Why should Delaware care? For years, Democrats have failed to pass proposed income tax rate increases on the rich. Although the latest proposal is more modest than what has been previously proposed, it may still face hurdles in a legislative body that has historically been wary of tax increases.
Delaware Democratic lawmakers are, again, looking to increase income tax rates for the state’s highest earners
Last month, Rep. Sean Lynn (D-Dover) introduced a bill that would slightly increase the tax rate for incomes between $125,000 and $250,000, and increase them further for incomes above $250,000. Lynn’s bill would also overhaul tax brackets more broadly –- a change that would slightly lower rates for the lowest income earners.
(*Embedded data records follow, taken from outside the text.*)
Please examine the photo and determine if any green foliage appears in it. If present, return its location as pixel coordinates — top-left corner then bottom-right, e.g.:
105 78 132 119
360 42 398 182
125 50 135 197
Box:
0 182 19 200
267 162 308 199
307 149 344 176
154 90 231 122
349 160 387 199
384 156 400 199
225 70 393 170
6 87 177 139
His bill, which has not yet been considered in committee, follows past years’ proposals in the state legislature that similarly called for new tax brackets with higher rates on top earners. None of those became law.
Those past proposals, introduced in 2015, 2017, and 2021, included steeper proposed tax increases than Lynn’s current legislation, with their Democratic sponsors at the time arguing their bills could be a solution to state budget woes, or would make for a fairer overall tax system, according to News Journal stories from those years.
Lynn declined to comment for this story, and so it is unclear whether his proposal is primarily designed to raise revenue for the state, or to change the way Delaware brings in tax dollars.
It also is not immediately clear how much additional money the proposed tax increase would add to the state’s general fund.
The bill’s co-sponsor Rep. Eric Morrison (D-Glasgow) and Governor Meyer also declined to comment for this story.
On the other side of the aisle, Sen. Eric Buckson (R-Dover), says he’s open to a conversation about changing the structure of the state income tax system, but said he would not support a bill to bring more money into the general fund.
“Just adding tax brackets for the purpose of increasing revenue, is something that I, again, would push back on until we get our house in order when it comes to the money we currently have,” he said.
Lynn’s bill lands as Delaware budget forecasters expect state revenue growth to flatten in the coming years. It also comes as states across the country prepare for potentially tighter budgets due to cost-cutting from the Trump Administration that could impact federal contributions to state projects.
The details
Lynn’s bill would introduce new brackets, including for those making over $125,000, marking a shift from the current structure in which all income over $60,000 is taxed at the same rate of 6.6%.
The bill would propose the following tax brackets and rates:
- Income between $125,000 and $250,000 would be taxed at 6.75%.
- Income above $250,000 would be taxed at 6.95%.
- Lower incomes between $2,000 and $5,000 would be taxed at 2%, down from 2.2%.
- Income between $5,000 and $20,000 would be taxed at 4%.
- Income between $20,000 and $60,000 would be taxed at 5.5% (meaning individuals earning between $20,000 and $25,000 would see a 0.3% tax increase).
- Income between $60,000 and $125,000 would remain taxed at 6.6%.
Roughly 11% of Delaware households make more than $200,000 annually, according to the 2023 U.S. Census’ five-year American Community Survey.